The days seem a blur of work, eat, drive, cook, and sleep. Each time I open my eyes, I know for certain I'll be up for at least another 18 hours. Rinse and repeat with 1 day off a week for 2 week stretches, and you have one zombified woman. Amidst this lovely daily grind, I have an amazing amount of ideas and things to do for Halloween this year. With planning and 8 pages of lists, I will be adding myself and science as an attraction to our annual haunt. Normally, we let the garage become one big mad lab, but the witch in me wants to baffle and inspire the little ones with a few spells from Mr. Wizard himself. I have an extensive collection of spooky items that would make the Sanderson Sisters of "Hocus Pocus" proud. These past years we have herded families in and out of our garage in the hopes that they were scared by the devious genius I call my husband's work. While I make a rather fine assistant Igor, this time I want to inspire more than fear. We love science and science fiction in our home and I think the kids should get to see both sides. I plan on setting up my own work space, and making magic for my little pretties.(and sometimes their dogs too.)

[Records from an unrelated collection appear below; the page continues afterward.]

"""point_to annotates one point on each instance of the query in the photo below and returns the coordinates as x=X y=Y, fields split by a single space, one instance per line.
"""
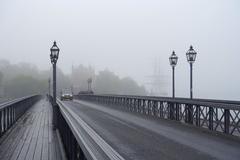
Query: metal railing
x=215 y=115
x=11 y=111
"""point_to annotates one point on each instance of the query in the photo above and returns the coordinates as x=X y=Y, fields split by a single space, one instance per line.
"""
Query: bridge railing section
x=70 y=138
x=12 y=110
x=215 y=115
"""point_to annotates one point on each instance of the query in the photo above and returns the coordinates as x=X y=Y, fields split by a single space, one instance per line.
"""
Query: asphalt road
x=138 y=137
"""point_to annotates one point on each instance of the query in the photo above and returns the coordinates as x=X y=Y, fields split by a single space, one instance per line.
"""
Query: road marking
x=107 y=149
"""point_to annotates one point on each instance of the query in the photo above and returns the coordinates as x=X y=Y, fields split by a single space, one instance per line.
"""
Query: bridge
x=119 y=127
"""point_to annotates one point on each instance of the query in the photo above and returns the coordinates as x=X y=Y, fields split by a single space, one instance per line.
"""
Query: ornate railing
x=12 y=110
x=215 y=115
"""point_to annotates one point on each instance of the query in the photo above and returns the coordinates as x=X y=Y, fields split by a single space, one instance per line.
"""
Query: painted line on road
x=107 y=149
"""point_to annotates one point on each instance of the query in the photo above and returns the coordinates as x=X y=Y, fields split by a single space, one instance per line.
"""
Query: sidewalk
x=32 y=137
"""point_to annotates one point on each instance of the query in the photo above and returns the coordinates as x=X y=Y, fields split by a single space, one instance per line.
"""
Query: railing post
x=198 y=120
x=226 y=121
x=210 y=118
x=0 y=123
x=190 y=114
x=177 y=112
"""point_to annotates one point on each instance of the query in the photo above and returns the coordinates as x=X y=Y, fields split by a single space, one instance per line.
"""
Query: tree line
x=22 y=79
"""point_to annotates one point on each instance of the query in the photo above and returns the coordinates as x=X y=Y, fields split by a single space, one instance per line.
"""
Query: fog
x=129 y=37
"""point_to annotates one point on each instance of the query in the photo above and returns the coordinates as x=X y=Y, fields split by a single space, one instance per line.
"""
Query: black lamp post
x=191 y=57
x=89 y=84
x=54 y=57
x=173 y=62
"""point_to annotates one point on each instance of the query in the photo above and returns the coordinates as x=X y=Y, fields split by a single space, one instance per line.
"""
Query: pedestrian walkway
x=32 y=137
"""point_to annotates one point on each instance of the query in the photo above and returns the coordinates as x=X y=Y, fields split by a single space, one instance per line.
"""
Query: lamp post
x=173 y=62
x=49 y=87
x=54 y=57
x=191 y=57
x=89 y=84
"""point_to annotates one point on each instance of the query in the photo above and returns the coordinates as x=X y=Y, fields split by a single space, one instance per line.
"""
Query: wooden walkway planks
x=32 y=137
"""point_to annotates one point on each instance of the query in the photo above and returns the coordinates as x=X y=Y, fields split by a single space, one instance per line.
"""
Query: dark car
x=66 y=97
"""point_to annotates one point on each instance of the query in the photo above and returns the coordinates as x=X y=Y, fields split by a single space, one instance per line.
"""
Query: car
x=66 y=96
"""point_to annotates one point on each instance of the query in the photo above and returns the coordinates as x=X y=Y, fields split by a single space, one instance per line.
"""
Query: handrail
x=216 y=115
x=209 y=102
x=12 y=110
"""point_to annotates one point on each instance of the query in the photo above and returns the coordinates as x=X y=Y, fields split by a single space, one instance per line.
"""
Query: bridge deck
x=135 y=136
x=32 y=137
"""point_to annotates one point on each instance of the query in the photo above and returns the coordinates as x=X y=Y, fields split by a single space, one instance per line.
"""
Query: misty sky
x=127 y=36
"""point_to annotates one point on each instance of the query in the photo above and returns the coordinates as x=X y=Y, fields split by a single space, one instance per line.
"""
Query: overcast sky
x=127 y=36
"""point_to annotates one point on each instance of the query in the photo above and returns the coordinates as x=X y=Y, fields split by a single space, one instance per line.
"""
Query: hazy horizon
x=127 y=37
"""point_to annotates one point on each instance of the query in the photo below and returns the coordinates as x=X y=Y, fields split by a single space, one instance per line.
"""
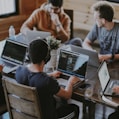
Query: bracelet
x=112 y=58
x=58 y=25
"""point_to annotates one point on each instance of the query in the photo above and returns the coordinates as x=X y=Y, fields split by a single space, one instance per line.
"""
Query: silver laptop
x=13 y=55
x=72 y=63
x=93 y=56
x=106 y=82
x=33 y=34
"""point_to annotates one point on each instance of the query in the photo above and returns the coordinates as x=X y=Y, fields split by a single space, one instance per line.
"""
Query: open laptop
x=93 y=56
x=30 y=36
x=33 y=34
x=72 y=63
x=13 y=55
x=106 y=82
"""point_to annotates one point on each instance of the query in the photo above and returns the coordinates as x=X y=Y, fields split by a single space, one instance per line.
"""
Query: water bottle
x=11 y=32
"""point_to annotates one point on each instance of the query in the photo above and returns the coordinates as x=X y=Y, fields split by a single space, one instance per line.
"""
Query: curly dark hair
x=105 y=10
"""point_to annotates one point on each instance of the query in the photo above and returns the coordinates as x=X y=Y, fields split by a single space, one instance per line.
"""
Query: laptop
x=106 y=82
x=93 y=56
x=72 y=63
x=13 y=55
x=33 y=34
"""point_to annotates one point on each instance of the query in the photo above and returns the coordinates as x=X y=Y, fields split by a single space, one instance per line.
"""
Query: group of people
x=52 y=18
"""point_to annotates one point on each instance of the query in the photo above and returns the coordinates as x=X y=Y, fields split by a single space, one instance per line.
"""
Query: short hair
x=56 y=3
x=38 y=50
x=105 y=10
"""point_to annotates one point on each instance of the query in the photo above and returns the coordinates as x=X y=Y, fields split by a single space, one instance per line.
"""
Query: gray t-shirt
x=108 y=39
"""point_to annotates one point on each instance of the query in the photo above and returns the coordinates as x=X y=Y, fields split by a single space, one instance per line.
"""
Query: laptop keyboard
x=112 y=84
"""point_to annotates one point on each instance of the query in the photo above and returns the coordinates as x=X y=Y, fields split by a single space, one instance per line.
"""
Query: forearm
x=87 y=44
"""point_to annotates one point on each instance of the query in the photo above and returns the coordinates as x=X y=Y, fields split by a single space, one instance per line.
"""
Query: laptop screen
x=93 y=56
x=72 y=63
x=103 y=75
x=33 y=34
x=14 y=51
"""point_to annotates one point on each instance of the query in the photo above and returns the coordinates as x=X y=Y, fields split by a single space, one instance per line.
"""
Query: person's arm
x=87 y=44
x=116 y=89
x=67 y=92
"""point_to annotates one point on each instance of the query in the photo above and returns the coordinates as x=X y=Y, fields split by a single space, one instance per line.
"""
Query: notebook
x=93 y=56
x=106 y=82
x=13 y=55
x=72 y=63
x=33 y=34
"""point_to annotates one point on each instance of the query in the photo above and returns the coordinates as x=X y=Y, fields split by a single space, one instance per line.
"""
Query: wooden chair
x=70 y=13
x=22 y=101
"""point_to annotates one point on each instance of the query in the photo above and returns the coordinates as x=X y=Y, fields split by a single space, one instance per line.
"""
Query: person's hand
x=55 y=74
x=116 y=89
x=73 y=79
x=55 y=18
x=105 y=57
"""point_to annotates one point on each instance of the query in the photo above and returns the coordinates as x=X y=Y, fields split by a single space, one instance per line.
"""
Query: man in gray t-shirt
x=105 y=31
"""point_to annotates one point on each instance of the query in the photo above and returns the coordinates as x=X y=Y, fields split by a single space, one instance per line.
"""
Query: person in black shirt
x=47 y=85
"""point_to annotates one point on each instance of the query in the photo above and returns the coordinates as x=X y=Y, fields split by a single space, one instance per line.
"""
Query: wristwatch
x=112 y=58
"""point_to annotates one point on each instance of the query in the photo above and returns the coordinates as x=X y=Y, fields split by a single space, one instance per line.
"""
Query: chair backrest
x=70 y=13
x=22 y=101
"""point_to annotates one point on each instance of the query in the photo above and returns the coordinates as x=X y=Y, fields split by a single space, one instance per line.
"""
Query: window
x=8 y=8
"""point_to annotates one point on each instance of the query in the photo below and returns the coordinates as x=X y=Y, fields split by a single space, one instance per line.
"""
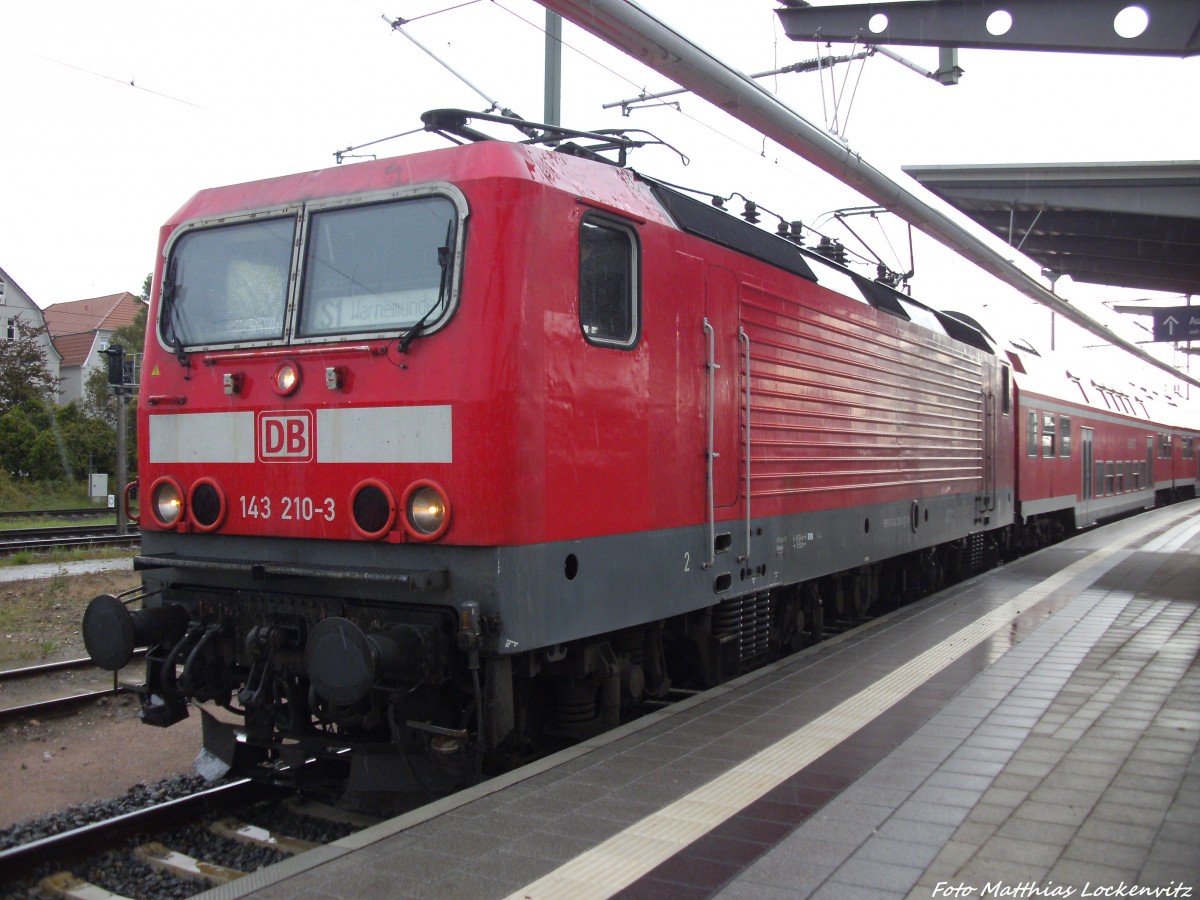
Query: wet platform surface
x=1029 y=733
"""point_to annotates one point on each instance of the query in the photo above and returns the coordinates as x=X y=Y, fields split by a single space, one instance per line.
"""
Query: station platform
x=1029 y=733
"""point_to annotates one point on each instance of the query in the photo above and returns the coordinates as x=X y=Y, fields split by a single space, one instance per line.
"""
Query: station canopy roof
x=1133 y=225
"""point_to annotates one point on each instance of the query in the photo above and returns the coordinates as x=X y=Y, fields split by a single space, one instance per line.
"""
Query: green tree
x=25 y=377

The easy part of it all is putting the whole thing together. The hardest part is coming up with a rhyming spell for making snow, and figuring out the proper ratios of diet coke to mentos in an attempt at avoiding a sticky mess. Anyone know where I can buy bulk dry ice on Halloween? Besides these things, we need a small batch of minions to help us finish cleaning out our garage to make room. We have a back breaking amount of tile in the garage awaiting our upcoming bathroom makeovers, and they need to be shuffled away to darker, less in the way locals.

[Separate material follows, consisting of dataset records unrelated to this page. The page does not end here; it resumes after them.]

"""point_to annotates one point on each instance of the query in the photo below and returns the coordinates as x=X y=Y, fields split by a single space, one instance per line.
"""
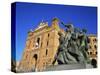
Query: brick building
x=41 y=47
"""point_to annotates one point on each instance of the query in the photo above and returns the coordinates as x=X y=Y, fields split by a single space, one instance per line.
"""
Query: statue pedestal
x=66 y=67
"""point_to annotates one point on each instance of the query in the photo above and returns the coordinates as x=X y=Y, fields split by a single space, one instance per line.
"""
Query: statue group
x=73 y=46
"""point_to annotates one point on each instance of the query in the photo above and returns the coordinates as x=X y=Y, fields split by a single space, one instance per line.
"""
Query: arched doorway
x=94 y=63
x=35 y=56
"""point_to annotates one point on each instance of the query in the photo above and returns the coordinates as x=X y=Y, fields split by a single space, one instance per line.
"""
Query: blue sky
x=29 y=15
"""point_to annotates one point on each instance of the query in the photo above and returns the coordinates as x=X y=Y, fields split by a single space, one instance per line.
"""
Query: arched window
x=37 y=42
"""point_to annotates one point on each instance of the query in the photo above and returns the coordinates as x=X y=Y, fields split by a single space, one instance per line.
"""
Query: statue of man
x=83 y=45
x=63 y=56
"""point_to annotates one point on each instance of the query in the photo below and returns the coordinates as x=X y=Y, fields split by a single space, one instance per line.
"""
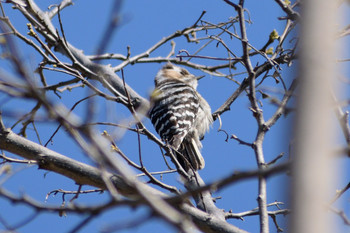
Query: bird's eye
x=184 y=72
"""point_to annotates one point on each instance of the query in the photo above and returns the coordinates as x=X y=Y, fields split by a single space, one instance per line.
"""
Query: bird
x=180 y=115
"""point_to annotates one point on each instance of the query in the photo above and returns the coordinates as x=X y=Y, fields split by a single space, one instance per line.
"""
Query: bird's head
x=170 y=71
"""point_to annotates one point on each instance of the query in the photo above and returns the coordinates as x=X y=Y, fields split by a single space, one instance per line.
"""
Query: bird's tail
x=189 y=154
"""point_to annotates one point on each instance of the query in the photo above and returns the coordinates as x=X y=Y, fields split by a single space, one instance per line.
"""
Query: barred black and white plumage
x=180 y=114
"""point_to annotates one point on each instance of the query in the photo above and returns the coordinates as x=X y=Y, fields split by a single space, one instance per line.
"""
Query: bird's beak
x=199 y=77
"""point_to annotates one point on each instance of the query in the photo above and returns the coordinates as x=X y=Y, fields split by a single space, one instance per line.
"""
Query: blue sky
x=143 y=24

Soon enough I will be embarking on my 34th year. This garners no excitement for me other than the fun of a family gathering, with food and drinks. I didn't want a spectacular blow out, since I rarely have the energy for much more than a yawn. Low key is my party theme this year. Break out the barbeque and beers! I am looking forward to a relaxing time with the ones I love.
As per usual, I know this game all too well. First it's my birthday, and the next thing I know it's Christmas. The Gauntlet is back! I am not too sure how I will be able to balance the festivities and work all at once. I know I will find a way. It will probably be in the form of caffeine, but there is no slacking when it comes to merry making in my world. I have been booked for cake baking and Santa pit stops so far, and we aren't even to October. I am like the seasonal department of your your favorite store. Just as you are getting ready for Halloween, I am stocking the shelves with Christmas crap. It's the only way to keep up honestly.
While I have been driving between work and home, my 9 year old love has begun 4th stinkin' grade! My dear sweet Master Pigglesworth is growing up rapidly now. I am not saying he is maturing, so much as growing. Seriously, this kid is super tall. He's going to be giant. He has size full grown man feet at the tender age of 9. He's growing up so fast he's already referring to himself as 10! As per usual, he is my favorite source for a laugh. Of course like any other child, he tests his boundaries in a manner that would make Mr. Rogers himself curse. While we endure these typical growing pains, I still look at him and see my wrinkled old man baby. Then he runs off barefoot down the street screaming at his friend, and I shake that vision right off. PUT YOUR SHOES ON BARNEY RUBBLE!